Majd, who was recently passed over for the Island presidency, is also poised to exit. Despite having the support of artists signed to the label, Majd was overlooked in favor of Sigerson, an outsider.

Sources said Polygram execs, despite recently giving Majd a new contract for two more years, are anxious for his departure. Majd’s exit could be agreed upon as early as today. Neither Majd nor Mestel could be reached for comment.

The shift at the top also puts a question mark over the future of Sigerson, the former EMI Records chief who was ousted as part of a corporate-wide restructuring and who is in negotiations to become Island’s latest prexy (Daily Variety, Sept. 22).

Sources said the choice of Sigerson had been agreed upon by Blackwell at the insistence of Levy and Roger Ames, Polygram Music Group prexy.

But the choice of Sigerson only made sense to Polygram execs, sources suggested, if Blackwell was still at the helm and maintained his famous hands-on approach. Sources said Ames will oversee the operation of Island until a prexy is named.

Sigerson’s nod filled the void created by the departure last year of John Barbis, a Levy loyalist who now runs Polygram’s A&M Associated labels. Insiders note the irony that Island could be added to Barbis’ purview.

Another chieftain circling is freshly minted Mercury Records Group chairman Danny Goldberg, who with the stroke of a pen by Polygram chiefs in August added Motown and Polygram Classics and Jazz to his fiefdom, and is considered the corporate golden boy.

Also in line is A&M Records chief Al Cafaro, who sources said is still seething over Goldberg’s rapid ascension and may have been behind rumors he was headed to Disney’s music arm in protest. Neither Goldberg nor Cafaro is on Polygram’s board of directors, as Blackwell had been.

‘Blood in the water’

“There’s blood in the water inside the company, and (Polygram execs) have to make sure what they do next sends the right message to artists and the industry,” noted a rival conglom CEO.

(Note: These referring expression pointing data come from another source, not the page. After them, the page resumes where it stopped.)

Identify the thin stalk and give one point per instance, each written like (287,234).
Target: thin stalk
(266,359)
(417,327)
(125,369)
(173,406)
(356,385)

Though industry tongues wagged about the possibilities if Island were to be segued into an existing label group, a statement from Levy said Blackwell’s departure “will not affect the status of Island as a stand-alone unit within the Polygram group of labels.”

Blackwell’s decision to exit the conglom began this summer. The first indication that the sparring between Levy and Blackwell wasn’t business as usual came during a public salvo fired by Blackwell when he resigned as CEO of Island Pictures in August (Daily Variety, Aug. 28).

Blackwell ankled when Polygram Filmed Entertainment execs moved to insert its own editor on the Robert Altman film “The Gingerbread Man” after expressing dissatisfaction over the version delivered by the director.

In the following months, Blackwell engaged in a series of high-profile mudslinging aimed at Polygram in general, and Levy specifically, over being hamstrung when it came to running the music and film companies comprising the Island Entertainment Group.

Label under scrutiny

Island has been under the industry microscope, with wags attacking the slow sales of U2’s latest album “Pop Mart,” which is no longer in the Top 200 album sales chart. Save for Dru Hill (which is trying to exit the label) and a lackluster disc by Island-distributed Salt ‘N Pepa, the label’s industry presence has been largely uneventful during the year.

“(Polygram) announced today the termination of the agreement under which Mr. Blackwell’s services were provided to the music and film operations of Polygram’s Island Entertainment Group,” said a seven-line statement issued Thursday morning by Polygram. “Mr. Blackwell will also be leaving the board of management of Polygram.”

Polygram paid nearly $300 million for Island Records in 1989.